You pick up whiffs of it on the discussion threads, in the blog posts and
talks. It expresses itself, with the weary arrogance of the guy who fixes your
coffee, as a contempt for engineering as hopelessly mechanical. The answers
are robotic and don't take humans into account, the implication goes, or at
least the route to them doesn't. Public policy ought to be left to the people
who know how to get things done: the political science graduates and liberal
arts thinkers.

You can understand these feelings, to a certain extent. 'Idea people' deal
with people and their imprecise measurements. Authors must look intelligent
when pushing bullshit theories. The bailout is either great or not; the
country either stands up or it doesn't. Neither matters unless the argument is
well written. The endless technical muddle of public life is going to seem
despicable to people who are used to pursuing their ends talking about their
feelings.

But society isn't a drum circle. Its parts are people, who need struts and
circuits. That is why a STEM education is far more useful to the policymaker
(and by extension, the citizen) than a liberal arts one. Here are some of the
things that the STEM fields, and the habits of alertness that they foster,
will teach you: that when people have different but equally valid perspectives
you shouldn't give them shit for doing engineering; that Truth just means
matching our models of reality, sometimes several values can fit the model,
that does not both make them right; that judgments of value are influenced by
several judgments of fact in our brains, factors like priming, cognitive
biases and learned behaviors affect every decision you make; that society will
never be a smoothly functioning machine, but proper use of our tools and
technology can help.

Blog posts arguing cute but nevertheless wrong all-compassing theories of the
world, which appeal to the kind of person I’m talking about, and which are
usually far more fiction than science—that is, the human complexity of
science—tends to give them bad numbers upholding theories that are way too
orderly to be plausible as manifestations of human nature.

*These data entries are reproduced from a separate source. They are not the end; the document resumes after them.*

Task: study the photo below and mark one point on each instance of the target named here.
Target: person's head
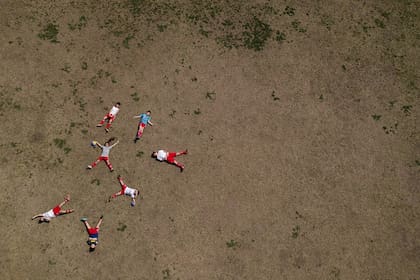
(107, 143)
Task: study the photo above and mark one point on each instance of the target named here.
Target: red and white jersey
(49, 215)
(130, 192)
(161, 155)
(114, 111)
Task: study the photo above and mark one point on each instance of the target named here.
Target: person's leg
(95, 163)
(110, 120)
(108, 163)
(140, 130)
(84, 220)
(181, 153)
(180, 165)
(37, 216)
(103, 120)
(68, 211)
(66, 199)
(98, 225)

Perhaps that is why
our political discussions often involve the same, tired wrong arguments. We
either go Keynes, Hayek, or are replaced by socialists. Not for nothing does
the idea of the silver bullet remain the central figure of the liberal arts
imagination.

I've never written a post critiquing the idea that we are heading towards a
multiplanetary civilization. I have no idea if it's possible or not, and I
know enough not to make predictions that far out into the future. It is
characteristic of the liberal arts mentality—whose representatives are so
often biased enough to throw around statements like 'adolescent of spirit if
not of age', to suppose that our fundamental problems are unresolvable. The
thinker believes himself possessed of superior wisdom. In fact, he has no
expertise. Wisdom is not to be found in an essay; its formula is experience
plus reflection. Engineering is the management of human affairs, the never-
ending calibration of interests, vanities, and corruptions. It depends on
knowing, how things work, and how people do to build a better world.